The Sixth Circuit has long held that "[s]o long a it is not the sole or dominant purpose of the grand jury to discover facts relating to [a] pending indictment, the Court may not interfere with a grand jury's investigation." United States v. George, 444 F.2d 310, 314 (6th Cir. 1971). Moreover, as observed by the Supreme Court, "the law presumes, absent a strong showing to the contrary, that a grand jury acts within the legitimate scope of its authority." United States v. R. Enters., Inc., 498 U.S. 292, 300-01 (1991). Contrary to the district court's decision in Kovaleski, the Sixth Circuit holds that "[t]he defendant retains the burden of demonstrating that an abuse [of the grand jury process] has occurred, as a `presumption of regularity attaches to a grand jury's proceedings.'" United States v. Breitkreutz, 977 F.2d 214, 217 (6th Cir. 1992) (quoting United States v. Woods, 544 F.2d 242, 250 (6th Cir. 1976)). And "unproven suspicions" and "mere speculation" are insufficient to satisfy the defendant's burden. Id. Finally, it is well-established that the government "may . . . continue to employ the grand jury process as part of an ongoing investigation, possibly leading to further charges against the subject of the former indictment." United States v. Phibbs, 999 F.2d 1053, 1077 (6th Cir. 1993).

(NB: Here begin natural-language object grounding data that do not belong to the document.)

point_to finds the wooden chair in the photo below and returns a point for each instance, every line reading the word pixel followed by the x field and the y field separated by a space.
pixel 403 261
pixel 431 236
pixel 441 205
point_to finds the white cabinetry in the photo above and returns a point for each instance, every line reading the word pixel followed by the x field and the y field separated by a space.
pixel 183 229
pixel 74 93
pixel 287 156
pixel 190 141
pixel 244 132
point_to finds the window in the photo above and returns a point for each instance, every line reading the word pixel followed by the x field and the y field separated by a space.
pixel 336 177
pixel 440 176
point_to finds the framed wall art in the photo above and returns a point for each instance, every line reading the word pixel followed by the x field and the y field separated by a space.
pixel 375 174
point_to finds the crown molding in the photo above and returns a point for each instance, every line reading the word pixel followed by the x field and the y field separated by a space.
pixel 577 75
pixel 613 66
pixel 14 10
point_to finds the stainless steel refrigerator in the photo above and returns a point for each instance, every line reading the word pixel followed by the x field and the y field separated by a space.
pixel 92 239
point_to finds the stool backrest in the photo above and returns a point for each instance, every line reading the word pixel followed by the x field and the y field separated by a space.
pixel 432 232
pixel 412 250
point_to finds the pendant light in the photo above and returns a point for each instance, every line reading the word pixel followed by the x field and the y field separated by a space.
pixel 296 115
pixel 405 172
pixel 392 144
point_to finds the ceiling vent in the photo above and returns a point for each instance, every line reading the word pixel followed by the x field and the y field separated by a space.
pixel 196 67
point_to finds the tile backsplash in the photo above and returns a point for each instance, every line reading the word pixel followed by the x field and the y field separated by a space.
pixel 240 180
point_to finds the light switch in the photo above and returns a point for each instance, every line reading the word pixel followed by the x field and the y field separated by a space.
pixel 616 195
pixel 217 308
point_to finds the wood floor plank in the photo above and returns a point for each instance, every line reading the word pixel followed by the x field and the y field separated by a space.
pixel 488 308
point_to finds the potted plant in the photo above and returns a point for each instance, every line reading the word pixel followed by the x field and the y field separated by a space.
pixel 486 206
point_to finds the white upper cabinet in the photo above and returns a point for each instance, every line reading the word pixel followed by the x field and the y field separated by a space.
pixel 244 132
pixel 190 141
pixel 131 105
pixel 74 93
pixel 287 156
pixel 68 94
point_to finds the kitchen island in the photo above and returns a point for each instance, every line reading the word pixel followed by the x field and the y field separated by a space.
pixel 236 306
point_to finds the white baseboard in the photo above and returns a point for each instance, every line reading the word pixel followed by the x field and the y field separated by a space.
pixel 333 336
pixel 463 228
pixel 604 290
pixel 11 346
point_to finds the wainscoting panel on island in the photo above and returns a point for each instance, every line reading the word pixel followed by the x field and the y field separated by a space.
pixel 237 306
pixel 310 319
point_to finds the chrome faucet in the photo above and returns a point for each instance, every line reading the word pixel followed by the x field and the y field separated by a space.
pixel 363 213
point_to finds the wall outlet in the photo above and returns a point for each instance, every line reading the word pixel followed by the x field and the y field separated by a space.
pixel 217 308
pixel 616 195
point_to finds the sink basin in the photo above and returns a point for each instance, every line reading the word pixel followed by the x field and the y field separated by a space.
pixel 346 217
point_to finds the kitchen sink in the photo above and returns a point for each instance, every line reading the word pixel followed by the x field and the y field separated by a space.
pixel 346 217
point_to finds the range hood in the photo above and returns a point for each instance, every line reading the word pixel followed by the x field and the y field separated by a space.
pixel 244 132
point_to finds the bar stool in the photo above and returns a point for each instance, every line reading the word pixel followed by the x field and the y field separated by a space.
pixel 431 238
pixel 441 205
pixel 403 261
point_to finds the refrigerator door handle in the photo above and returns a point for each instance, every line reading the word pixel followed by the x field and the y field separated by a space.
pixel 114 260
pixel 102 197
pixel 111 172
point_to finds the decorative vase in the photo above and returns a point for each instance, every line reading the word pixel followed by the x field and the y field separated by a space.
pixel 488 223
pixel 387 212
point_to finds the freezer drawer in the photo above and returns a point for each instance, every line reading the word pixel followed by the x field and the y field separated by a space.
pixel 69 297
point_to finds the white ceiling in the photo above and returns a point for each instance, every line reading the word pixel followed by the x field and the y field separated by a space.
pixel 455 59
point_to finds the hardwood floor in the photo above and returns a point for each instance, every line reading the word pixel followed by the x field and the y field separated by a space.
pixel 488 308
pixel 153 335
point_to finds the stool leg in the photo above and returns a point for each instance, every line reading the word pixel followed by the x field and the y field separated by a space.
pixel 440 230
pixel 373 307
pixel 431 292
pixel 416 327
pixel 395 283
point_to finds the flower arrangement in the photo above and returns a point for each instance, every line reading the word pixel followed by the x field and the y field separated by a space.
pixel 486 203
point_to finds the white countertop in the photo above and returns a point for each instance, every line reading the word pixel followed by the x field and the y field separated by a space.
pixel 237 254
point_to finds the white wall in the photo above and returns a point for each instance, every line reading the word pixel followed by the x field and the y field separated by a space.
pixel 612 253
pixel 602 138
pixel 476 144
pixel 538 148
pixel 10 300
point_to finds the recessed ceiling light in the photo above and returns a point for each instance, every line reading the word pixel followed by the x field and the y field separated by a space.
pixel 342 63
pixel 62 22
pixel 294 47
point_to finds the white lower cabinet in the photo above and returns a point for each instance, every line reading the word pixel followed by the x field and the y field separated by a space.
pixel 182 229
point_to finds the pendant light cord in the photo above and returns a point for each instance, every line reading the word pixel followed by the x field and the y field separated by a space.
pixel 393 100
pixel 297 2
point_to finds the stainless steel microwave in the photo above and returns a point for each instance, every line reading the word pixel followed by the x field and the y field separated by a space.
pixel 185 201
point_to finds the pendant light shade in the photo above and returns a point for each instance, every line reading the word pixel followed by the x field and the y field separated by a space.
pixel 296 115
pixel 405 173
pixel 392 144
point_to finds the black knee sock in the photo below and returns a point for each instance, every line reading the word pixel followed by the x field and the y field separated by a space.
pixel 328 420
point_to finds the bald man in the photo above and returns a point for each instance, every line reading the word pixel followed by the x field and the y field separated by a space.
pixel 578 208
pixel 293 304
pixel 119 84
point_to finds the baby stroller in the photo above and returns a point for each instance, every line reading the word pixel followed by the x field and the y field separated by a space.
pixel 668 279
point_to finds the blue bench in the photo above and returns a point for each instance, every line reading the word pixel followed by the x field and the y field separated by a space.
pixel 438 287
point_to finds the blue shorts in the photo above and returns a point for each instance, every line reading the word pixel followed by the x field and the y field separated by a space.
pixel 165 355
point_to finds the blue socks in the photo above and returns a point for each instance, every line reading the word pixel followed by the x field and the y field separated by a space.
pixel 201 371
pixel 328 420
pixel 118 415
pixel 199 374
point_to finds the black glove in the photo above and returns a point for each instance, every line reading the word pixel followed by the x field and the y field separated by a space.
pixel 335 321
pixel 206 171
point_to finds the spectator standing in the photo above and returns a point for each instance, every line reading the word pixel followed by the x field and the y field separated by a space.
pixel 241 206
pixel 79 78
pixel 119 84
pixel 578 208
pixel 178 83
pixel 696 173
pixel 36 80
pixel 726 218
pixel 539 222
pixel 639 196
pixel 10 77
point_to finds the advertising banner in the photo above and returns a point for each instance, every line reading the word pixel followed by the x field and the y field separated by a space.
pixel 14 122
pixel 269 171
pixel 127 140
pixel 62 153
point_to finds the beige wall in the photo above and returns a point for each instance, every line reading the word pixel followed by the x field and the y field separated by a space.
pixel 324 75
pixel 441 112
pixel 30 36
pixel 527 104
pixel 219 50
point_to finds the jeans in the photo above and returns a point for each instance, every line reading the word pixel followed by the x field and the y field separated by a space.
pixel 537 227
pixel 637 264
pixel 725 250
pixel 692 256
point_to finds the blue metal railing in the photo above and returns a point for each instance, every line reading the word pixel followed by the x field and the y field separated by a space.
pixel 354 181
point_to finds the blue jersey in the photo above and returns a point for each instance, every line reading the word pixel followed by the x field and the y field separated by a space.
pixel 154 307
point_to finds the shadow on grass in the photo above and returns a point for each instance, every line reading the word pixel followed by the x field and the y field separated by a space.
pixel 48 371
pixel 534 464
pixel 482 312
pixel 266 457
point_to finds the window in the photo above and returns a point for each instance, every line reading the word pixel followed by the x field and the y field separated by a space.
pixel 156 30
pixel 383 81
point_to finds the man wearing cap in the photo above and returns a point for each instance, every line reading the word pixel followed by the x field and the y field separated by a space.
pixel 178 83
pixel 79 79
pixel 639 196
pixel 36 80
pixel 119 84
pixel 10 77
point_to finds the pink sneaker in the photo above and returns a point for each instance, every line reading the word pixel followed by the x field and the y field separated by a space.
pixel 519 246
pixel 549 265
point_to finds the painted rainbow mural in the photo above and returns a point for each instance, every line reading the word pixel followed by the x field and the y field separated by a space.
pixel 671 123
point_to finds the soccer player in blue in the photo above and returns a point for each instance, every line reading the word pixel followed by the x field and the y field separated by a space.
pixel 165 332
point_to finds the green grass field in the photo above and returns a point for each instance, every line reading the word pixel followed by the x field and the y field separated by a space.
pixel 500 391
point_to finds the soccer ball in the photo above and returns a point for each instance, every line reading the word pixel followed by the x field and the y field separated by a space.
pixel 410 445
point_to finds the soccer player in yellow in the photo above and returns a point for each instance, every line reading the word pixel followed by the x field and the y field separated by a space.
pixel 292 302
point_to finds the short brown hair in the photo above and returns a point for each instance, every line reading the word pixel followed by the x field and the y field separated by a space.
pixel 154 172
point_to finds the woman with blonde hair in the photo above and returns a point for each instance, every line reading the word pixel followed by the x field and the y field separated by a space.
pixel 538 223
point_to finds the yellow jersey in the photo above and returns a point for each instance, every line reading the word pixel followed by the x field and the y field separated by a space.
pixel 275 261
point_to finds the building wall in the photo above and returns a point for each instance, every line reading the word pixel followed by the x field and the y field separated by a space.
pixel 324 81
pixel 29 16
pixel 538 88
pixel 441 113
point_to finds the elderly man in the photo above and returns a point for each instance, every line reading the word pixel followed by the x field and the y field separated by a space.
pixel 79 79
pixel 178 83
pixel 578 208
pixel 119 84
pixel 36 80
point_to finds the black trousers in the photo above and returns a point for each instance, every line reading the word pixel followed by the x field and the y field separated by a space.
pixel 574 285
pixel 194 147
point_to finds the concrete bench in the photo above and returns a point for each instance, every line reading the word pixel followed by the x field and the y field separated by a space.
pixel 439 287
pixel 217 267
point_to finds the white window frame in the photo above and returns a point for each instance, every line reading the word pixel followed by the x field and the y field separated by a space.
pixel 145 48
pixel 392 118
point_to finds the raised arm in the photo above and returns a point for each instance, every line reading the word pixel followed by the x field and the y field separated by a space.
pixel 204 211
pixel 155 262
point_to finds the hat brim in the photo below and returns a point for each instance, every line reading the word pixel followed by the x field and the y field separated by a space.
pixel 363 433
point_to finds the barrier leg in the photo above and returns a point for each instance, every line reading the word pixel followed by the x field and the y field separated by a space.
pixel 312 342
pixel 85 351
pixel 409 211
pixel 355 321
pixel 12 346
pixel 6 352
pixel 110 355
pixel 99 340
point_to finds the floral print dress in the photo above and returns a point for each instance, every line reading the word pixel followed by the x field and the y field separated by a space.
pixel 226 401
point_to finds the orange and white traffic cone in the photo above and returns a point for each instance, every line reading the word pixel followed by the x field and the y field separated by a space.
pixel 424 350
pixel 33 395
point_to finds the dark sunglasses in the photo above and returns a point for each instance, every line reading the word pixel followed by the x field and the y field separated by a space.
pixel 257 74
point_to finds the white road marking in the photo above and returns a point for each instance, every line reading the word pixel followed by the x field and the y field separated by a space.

Here, Defendant merely speculates that the government subpoenaed the requested documents from third-parties for an improper purpose. Other than observing that the First Superseding Indictment was returned before the subpoenaed documents were to be returned, Defendant offers only unproven suspicions that the government wanted the subpoenaed materials for the sole or dominant purpose discovering facts relating to the First Superseding Indictment. The decisions Defendant relies upon for support are easily distinguished. Here, the grand jury did not subpoena an indicted defendant or an unindicted co-conspirator to testify before the grand jury.
For the above stated reasons, Defendant's motion in limine regarding Kovaleski conduct is DENIED.